Inadvertently including files that are not necessary for building an image results in a larger build context and larger image size.

This can increase the time to build the image, time to pull and push it, and the container runtime size.

"this can increase'..."

I suggest the very first guideline should be a general statement about image size, as many of these individual items address that general concern



2. Exclude with .dockerignore

Exclude files not relevant to the build with a .dockerignore file.

This file supports exclusion patterns similar to .gitignore files.





3.Use multi-stage builds

Multi-stage builds reduces the size of an image, without worrying about the number of intermediate layers and files.

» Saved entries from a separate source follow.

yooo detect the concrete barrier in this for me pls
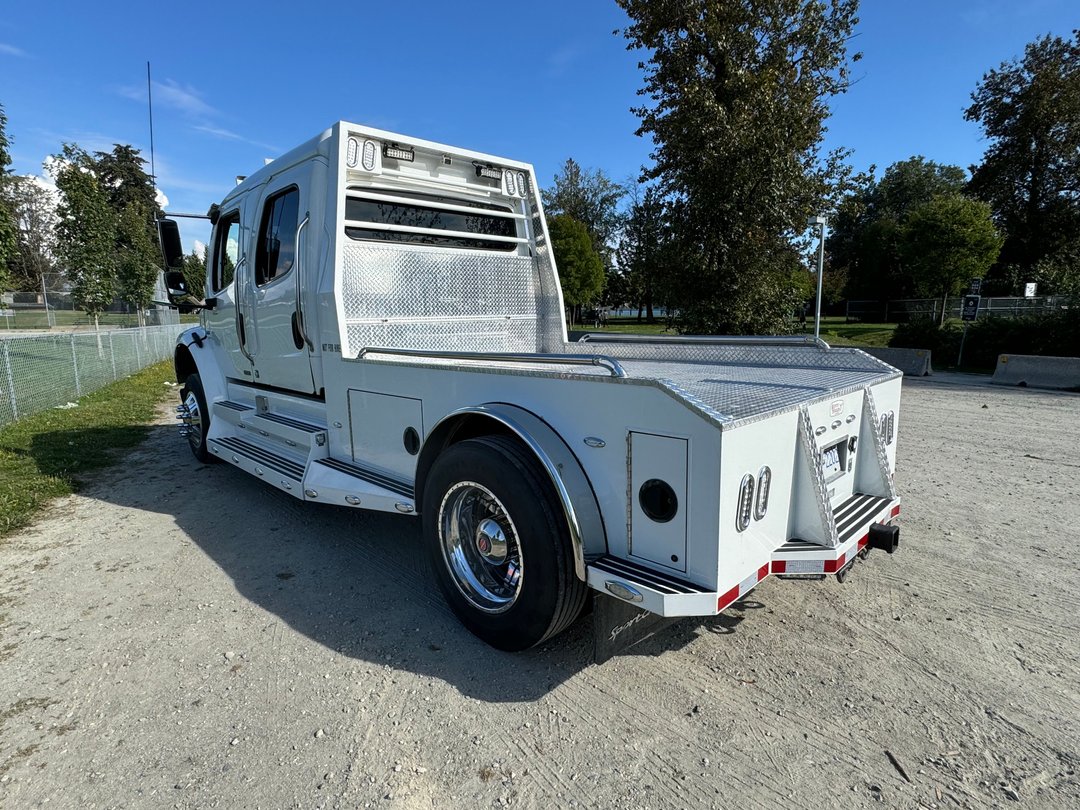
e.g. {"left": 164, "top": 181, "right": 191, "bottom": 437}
{"left": 992, "top": 354, "right": 1080, "bottom": 390}
{"left": 860, "top": 347, "right": 933, "bottom": 376}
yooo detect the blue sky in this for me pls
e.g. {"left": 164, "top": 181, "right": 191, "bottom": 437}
{"left": 1, "top": 1, "right": 1076, "bottom": 251}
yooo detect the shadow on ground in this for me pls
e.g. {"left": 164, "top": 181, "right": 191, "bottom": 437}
{"left": 33, "top": 423, "right": 757, "bottom": 702}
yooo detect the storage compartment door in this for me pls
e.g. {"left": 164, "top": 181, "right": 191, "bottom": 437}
{"left": 629, "top": 432, "right": 689, "bottom": 573}
{"left": 348, "top": 390, "right": 424, "bottom": 480}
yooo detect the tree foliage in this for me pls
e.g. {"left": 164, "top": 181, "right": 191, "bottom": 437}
{"left": 901, "top": 195, "right": 1003, "bottom": 321}
{"left": 6, "top": 176, "right": 58, "bottom": 291}
{"left": 548, "top": 214, "right": 604, "bottom": 317}
{"left": 966, "top": 31, "right": 1080, "bottom": 292}
{"left": 96, "top": 145, "right": 161, "bottom": 314}
{"left": 53, "top": 145, "right": 117, "bottom": 320}
{"left": 618, "top": 0, "right": 861, "bottom": 334}
{"left": 0, "top": 104, "right": 16, "bottom": 290}
{"left": 542, "top": 159, "right": 625, "bottom": 266}
{"left": 616, "top": 186, "right": 679, "bottom": 320}
{"left": 182, "top": 249, "right": 207, "bottom": 300}
{"left": 829, "top": 157, "right": 968, "bottom": 299}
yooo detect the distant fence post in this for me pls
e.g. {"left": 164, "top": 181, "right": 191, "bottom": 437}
{"left": 2, "top": 342, "right": 18, "bottom": 420}
{"left": 70, "top": 334, "right": 81, "bottom": 397}
{"left": 109, "top": 333, "right": 117, "bottom": 380}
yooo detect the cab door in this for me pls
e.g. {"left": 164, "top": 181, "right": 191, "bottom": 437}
{"left": 249, "top": 164, "right": 316, "bottom": 393}
{"left": 204, "top": 206, "right": 254, "bottom": 380}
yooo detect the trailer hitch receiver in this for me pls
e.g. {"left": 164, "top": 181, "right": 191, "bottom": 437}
{"left": 868, "top": 522, "right": 900, "bottom": 554}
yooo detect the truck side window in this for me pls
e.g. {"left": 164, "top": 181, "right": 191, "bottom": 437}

An image is built during the final stage of the build process. The number of image layers can be minimized by leveraging build cache.

For a build that contains several layers, order them from the less frequently changed (re-use build cache) to the more frequently changed:

  • Install tools you need to build your application

  • Install or update library dependencies

  • Generate your application

"the number of layers..." Perhaps say "see below 'Re-use the build cache'



4. Don’t install unnecessary packages

Avoid installing extra or unnecessary packages.

This will reduce complexity, dependencies, file sizes, and build times,  Don't include a text editor in a database image.





5. Decouple applications

Apply the principle of "separation of concerns."

Each container should have only one concern. Decoupling applications into multiple containers makes it easier to reuse containers.





6. Minimize the number of layers

The instructions RUN, COPY, ADD create layers and directly increase the size of the build.

Use multi-stage builds, to only copy the artifacts you need into the final image.

Tools and debug information can be added to intermediate build stages without increasing the size of the final image.

"tools and debug info..." I don't understand this. Perhaps an example would be helpful



7. Sort multi-line arguments

To minimize duplication of packages and make the list of packages much easier to update, sort multi-line arguments alphanumerically.





8. Re-use the build cache

As each instruction in the Dockerfile is examined, the builder looks for an existing image in its cache that can be reused, rather than creating a duplicate image.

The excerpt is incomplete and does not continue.